(309c) Molecular Understanding, Design and Development of Ultralow Fouling Zwitterionic Materials

An important challenge in many biomedical and engineering applications is the prevention of unwanted nonspecific biomolecular and macromolecular attachment on surfaces from drug delivery carriers and implants to ship hulls and membranes. Poly(ethylene glycol) (PEG) has been a gold standard as nonfouling materials for 45 years although it suffers stability and immunogenicity issues. It is challenging to develop nonfouling materials beyond PEG. Using molecular simulation methods and statistical mechanical theories I learned from Prof. Keith Gubbins when I did my PhD work under his guidance at Cornell, our group revealed molecular nonfouling mechanisms, applied molecular principles learned to the design of new nonfouling materials, and developed a new class of nonfouling materials based on zwitterionic materials. These zwitterionic materials include poly(carboxybetaine), poly(sulfobetaine), poly(trimethylamine N-oxide), and glutamic acid (E) and lysine (K)-containing poly(peptides). Unlike amphiphilic PEG, zwitterionic materials are super-hydrophilic and non-immunogenetic. Furthermore, unlike PEG, there exist diversified zwitterionic molecular structures to accommodate various properties and applications.

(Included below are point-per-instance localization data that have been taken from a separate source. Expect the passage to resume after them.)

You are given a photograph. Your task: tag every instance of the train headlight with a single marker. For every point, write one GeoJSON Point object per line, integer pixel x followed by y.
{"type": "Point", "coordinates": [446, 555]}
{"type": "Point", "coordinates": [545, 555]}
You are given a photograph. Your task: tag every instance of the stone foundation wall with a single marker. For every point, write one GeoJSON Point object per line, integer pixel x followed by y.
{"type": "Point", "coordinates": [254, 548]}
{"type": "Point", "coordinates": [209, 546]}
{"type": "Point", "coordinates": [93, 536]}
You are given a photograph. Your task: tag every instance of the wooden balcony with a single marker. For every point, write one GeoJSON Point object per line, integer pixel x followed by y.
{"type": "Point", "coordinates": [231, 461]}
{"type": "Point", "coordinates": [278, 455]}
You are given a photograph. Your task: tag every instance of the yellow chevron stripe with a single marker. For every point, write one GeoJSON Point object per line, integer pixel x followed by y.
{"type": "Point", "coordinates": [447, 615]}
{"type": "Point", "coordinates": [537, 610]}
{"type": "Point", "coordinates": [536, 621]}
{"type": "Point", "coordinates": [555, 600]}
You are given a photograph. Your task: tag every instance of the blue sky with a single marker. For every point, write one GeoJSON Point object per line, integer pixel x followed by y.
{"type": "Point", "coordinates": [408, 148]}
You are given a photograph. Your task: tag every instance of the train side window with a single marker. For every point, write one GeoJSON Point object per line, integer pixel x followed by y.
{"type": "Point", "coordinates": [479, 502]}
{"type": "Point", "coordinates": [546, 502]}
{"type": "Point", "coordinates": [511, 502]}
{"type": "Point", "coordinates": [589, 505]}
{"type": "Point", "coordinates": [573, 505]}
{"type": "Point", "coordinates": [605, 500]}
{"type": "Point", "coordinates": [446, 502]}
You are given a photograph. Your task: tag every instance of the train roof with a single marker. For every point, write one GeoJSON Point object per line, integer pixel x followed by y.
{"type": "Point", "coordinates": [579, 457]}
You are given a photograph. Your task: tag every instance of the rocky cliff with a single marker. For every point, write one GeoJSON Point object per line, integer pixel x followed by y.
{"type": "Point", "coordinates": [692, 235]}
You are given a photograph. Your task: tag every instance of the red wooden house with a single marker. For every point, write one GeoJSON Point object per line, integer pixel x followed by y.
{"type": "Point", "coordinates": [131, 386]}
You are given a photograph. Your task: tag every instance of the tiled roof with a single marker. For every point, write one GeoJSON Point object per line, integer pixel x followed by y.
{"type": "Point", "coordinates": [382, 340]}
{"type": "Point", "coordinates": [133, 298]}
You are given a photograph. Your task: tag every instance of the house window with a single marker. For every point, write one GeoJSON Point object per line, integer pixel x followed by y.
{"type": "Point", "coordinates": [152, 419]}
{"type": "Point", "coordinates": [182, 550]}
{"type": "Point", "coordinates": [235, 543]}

In this talk, I will discuss the fundamental understanding and applications of zwitterionic materials. With zwitterionic materials and surfaces, we demonstrate new technological capabilities that are never been achieved with PEG and other existing biomaterials: (a) no capsule formation upon subcutaneous implantation in mice up to one year, (b) expansion of hematopoietic stem and progenitor cells (HSPCs) without differentiation, (c) no anti-coagulants needed for artificial lungs in sheep, (d) no antibodies generated against zwitterionic polymers; (e) long-term resistance to marine biofoulants. I will also discuss the important role and opportunities of zwitterionic materials in immunoengineering.